Niemandem etwas aufdrängen

„Echte Piraten sagen Joh“, brüllt die Seeräuberin mit der bunten Weste, dem Tuch im langen Haar und dem rußgeschwärzten Gesicht. Bald schart sich eine gut 20-köpfige Mannschaft um sie. Ob sie in Stiefeln als „Anker-Anke“ durch den Park stapft oder in „zivil“ unterwegs ist, Anke Westphal gibt sich als Christin zu erkennen, nicht nur durch den Kreuzanhänger am Hals. „Aber ich dränge niemandem etwas auf“, sagt die 25-jährige Mindenerin.

Selbst bei der Piraten-Schatzsuche gibt es eine ruhige Minute. „Anker-Anke“ spricht von Fischern, die trotz zwei Versuchen mit leeren Netzen noch einmal rausfahren. „Weil ich an Gott glaube, vertraue ich darauf, dass er mich jeden Tag versorgt“, sagt Westphal: „Ich bin nicht mehr so ängstlich.“

Um in einem großen Freizeitpark mit Glaubensthemen bestehen zu können, brauche die Seelsorge ein besonderes Profil, sagt Pastorin Marion Römer von der Urlauberseelsorge „Kirche im Tourismus“ der hannoverschen Landeskirche. „Wir erleben dort eine neue Form von Kirche, die auf geänderte Verhältnisse reagiert.“
„Anker-Anke“ steigt zwischen Restaurant, Sport- und Spielplatz auf einen der Holztische.

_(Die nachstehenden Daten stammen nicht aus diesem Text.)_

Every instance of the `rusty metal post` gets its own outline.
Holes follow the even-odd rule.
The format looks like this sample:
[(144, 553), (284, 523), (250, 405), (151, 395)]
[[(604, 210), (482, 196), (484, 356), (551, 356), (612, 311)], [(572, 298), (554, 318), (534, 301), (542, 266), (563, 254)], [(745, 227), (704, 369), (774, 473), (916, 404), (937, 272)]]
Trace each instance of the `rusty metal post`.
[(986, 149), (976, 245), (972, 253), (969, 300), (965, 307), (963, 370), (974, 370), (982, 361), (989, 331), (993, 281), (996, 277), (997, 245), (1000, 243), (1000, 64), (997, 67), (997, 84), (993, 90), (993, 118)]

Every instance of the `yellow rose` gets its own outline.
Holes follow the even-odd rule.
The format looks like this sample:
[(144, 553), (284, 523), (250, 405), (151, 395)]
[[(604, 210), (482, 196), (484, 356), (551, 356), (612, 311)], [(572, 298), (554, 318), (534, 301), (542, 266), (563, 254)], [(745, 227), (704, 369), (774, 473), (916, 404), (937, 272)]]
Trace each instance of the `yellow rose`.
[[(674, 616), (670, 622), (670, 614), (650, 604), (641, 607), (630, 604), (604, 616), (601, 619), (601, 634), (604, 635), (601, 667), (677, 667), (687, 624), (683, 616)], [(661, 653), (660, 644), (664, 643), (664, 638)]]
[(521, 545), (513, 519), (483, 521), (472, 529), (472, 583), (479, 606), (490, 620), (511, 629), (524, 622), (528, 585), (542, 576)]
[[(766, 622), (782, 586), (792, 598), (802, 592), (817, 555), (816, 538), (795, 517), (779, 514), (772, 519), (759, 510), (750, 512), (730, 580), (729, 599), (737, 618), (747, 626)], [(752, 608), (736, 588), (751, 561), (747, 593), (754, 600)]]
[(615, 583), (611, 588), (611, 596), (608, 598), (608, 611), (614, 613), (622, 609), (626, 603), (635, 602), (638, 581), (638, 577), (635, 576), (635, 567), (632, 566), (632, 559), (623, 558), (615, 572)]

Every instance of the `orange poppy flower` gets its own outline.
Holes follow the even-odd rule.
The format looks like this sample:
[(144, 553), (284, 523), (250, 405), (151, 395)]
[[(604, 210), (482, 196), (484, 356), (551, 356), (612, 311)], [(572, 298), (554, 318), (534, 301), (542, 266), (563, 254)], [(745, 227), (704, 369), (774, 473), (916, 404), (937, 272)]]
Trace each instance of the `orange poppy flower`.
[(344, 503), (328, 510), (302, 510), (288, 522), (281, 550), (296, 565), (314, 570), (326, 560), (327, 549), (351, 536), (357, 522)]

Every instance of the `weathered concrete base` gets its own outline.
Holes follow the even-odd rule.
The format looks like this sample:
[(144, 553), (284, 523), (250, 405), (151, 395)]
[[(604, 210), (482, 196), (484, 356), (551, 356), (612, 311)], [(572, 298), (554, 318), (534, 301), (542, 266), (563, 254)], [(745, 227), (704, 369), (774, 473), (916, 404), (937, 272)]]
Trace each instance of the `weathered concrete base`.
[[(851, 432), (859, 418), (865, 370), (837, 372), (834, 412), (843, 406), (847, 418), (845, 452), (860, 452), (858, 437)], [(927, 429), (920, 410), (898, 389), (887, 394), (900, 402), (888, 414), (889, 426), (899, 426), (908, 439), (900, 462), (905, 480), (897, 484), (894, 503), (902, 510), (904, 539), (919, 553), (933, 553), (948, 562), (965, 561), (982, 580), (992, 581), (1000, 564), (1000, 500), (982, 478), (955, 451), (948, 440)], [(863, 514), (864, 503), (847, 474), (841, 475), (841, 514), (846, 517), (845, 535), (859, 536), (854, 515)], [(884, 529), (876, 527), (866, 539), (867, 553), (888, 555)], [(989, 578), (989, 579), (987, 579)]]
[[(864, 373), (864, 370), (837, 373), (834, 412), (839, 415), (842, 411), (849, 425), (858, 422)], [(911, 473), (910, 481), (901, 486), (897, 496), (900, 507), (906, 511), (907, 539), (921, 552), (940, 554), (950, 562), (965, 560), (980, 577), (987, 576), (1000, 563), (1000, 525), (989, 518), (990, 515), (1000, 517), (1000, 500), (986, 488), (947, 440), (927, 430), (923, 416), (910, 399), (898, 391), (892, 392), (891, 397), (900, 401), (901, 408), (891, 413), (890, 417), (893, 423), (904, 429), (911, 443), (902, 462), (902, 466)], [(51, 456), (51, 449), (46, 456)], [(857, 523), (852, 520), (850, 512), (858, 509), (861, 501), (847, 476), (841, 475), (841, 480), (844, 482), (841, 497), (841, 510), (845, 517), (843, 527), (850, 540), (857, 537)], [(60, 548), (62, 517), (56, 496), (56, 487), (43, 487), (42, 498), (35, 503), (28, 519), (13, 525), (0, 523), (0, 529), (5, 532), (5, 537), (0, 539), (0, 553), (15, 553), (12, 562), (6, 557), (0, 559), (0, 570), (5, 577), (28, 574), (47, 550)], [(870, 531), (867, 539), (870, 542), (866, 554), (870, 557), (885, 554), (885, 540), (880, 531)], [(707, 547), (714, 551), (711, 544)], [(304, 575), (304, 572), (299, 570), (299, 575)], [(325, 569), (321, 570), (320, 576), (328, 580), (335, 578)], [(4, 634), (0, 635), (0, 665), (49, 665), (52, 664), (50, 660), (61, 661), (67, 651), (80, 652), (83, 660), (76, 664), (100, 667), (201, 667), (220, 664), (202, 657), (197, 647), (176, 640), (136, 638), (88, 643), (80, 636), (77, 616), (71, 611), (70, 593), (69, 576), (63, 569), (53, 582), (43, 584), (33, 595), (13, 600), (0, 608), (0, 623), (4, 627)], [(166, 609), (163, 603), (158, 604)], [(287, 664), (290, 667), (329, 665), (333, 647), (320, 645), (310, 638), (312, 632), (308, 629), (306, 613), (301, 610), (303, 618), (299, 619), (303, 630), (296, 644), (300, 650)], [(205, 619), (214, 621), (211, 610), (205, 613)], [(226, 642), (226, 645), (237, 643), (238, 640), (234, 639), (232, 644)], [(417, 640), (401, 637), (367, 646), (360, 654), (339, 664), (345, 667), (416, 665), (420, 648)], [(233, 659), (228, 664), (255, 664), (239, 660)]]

Die Gäste, die Pommes, Maiskolben oder Salat verspeisen, irritiert das nicht. Im Park gehört es zum Alltag, dass Schauspieler und Animateure als Piraten oder Wikinger auftreten.

„Die erkenne ich wieder“, sagt Dennis Wulff, der mit Frau, vier Kindern und Hund beim Abendbrot sitzt. Die Familie aus Bremerhaven hat Anke Westphal schon einmal im „Holiday Camp“ erlebt. „Die Kinderbespaßung wie die Schatzsuche finde ich klasse“, sagt er. Dass diese Piratin von der Kirche kommt, ist ihm nicht aufgefallen. „Aber es ist toll, wenn sich die Kirche mal anders präsentiert.“

Deutschlandweit gibt es ein ähnliches Angebot nur im Europa-Park Rust in Baden-Württemberg. Dort arbeitet seit 2005 der evangelische Diakon Martin Lampeitl gemeinsam mit seinem katholischen Kollegen Andreas Wilhelm. „Die Besucher erwarten nicht, dass sie hier zwischen Achterbahnen und Shows eine Kirche und zwei Diakone vorfinden“, sagt Lampeitl. Doch bei allem Erlebnishunger seien viele auch bereit, sich ansprechen zu lassen. „Die Gäste fangen wieder an, mit der Kirche zu flirten.“

Auf Menschen zuzugehen, die mit dem christlichen Glauben oft nur noch wenig anfangen können, das reizt auch Anke Westphal. Vor knapp zwei Jahren hat die Mindenerin nach ihrer Ausbildung in Wuppertal im Heide Park Resort ihre erste Stelle angetreten. „Inzwischen sind Beziehungen gewachsen.“ So komme es vor, dass Kollegen sie bei Sorgen ins Vertrauen ziehen. „Ich bin ja einem anderen Arbeitgeber verpflichtet.“

Zu den Besonderheiten im Heide Park Resort gehört auch eine kleine Kapelle aus dem 14. Jahrhundert. Nahe dem Eingang bietet sie Ruhe. Anke Westphal lädt Besucher dort dazu ein, Gebete zu formulieren. Sie hat einen „Briefkasten an Gott“ aufgehängt, der regelmäßig prall gefüllt ist.